The fact is, with a well-qualified set of user identity metrics readily accessible to all staff, then a significant number of IGT level 2 requirements become consequentially much easier, and subsequently more cost effectively achieved.
Furthermore, the current cost of administration and management of the various systems can be greatly reduced, as a result of Identity Assurance technology’s comprehensive interface capabilities that automate integration of multiple identity data sources, provisioning of user accounts and access rights management across all systems (network, business and clinical).

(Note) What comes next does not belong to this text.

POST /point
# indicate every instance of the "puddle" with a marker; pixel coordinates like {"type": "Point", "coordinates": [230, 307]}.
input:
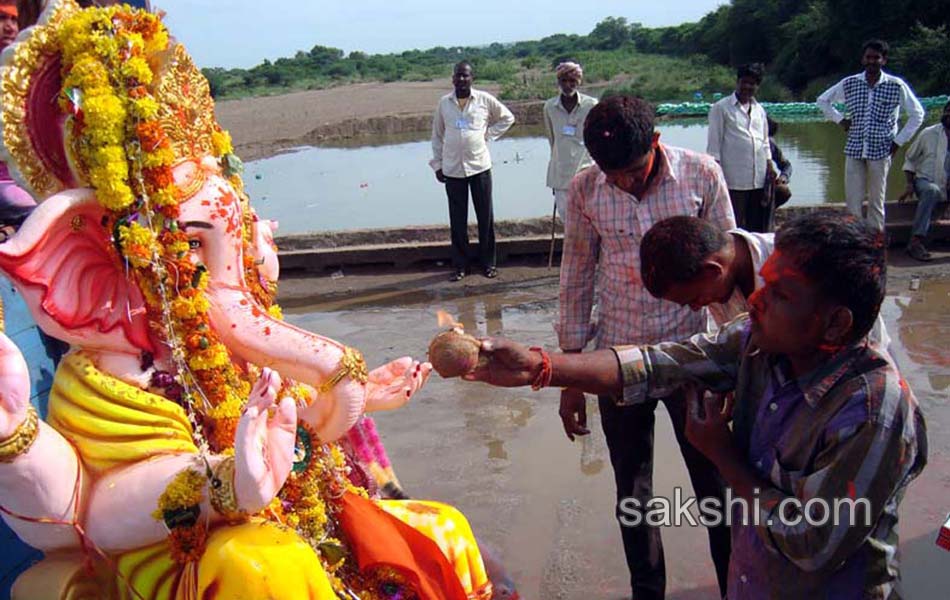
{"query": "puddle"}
{"type": "Point", "coordinates": [502, 458]}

Providing organisations with the ability to demonstrate delivery of Quality, Innovation, Productivity and Prevention (QIPP) cost savings and efficiency gains, especially with regard to back office administration and management functions.
Having a solid identity management foundation is a information governance pre-requisite, it is possible to establish manual process and procedures to address this requirement, but not cost effectively nor efficiently, human frailties unfortunately prevail.
With modern Identity Assurance Solutions the human frailties are removed, to ensure a reliably, robust, timely and assured process for identity and access management assurance is established, delivering and consistent approach with staff identities on all systems to make assurance of rights and access activities easy to achieve.
The organisation also ends up with a better informed user community, with colleague information readily accessible through user friendly technologies such as the outlook address book, greatly enhancing opportunity for staff collaboration through increased understanding of colleague roles and functions, and most importantly, the opportunity for users to validate the appropriateness of information sharing.
Better yet, being able to demonstrate the reliable maintenance of identities and access rights for the entire organisation will secure the support of regulators, and most importantly the patients and public. A must if investment in electronic patient records and electronic health systems is to secure patient engagement and participation.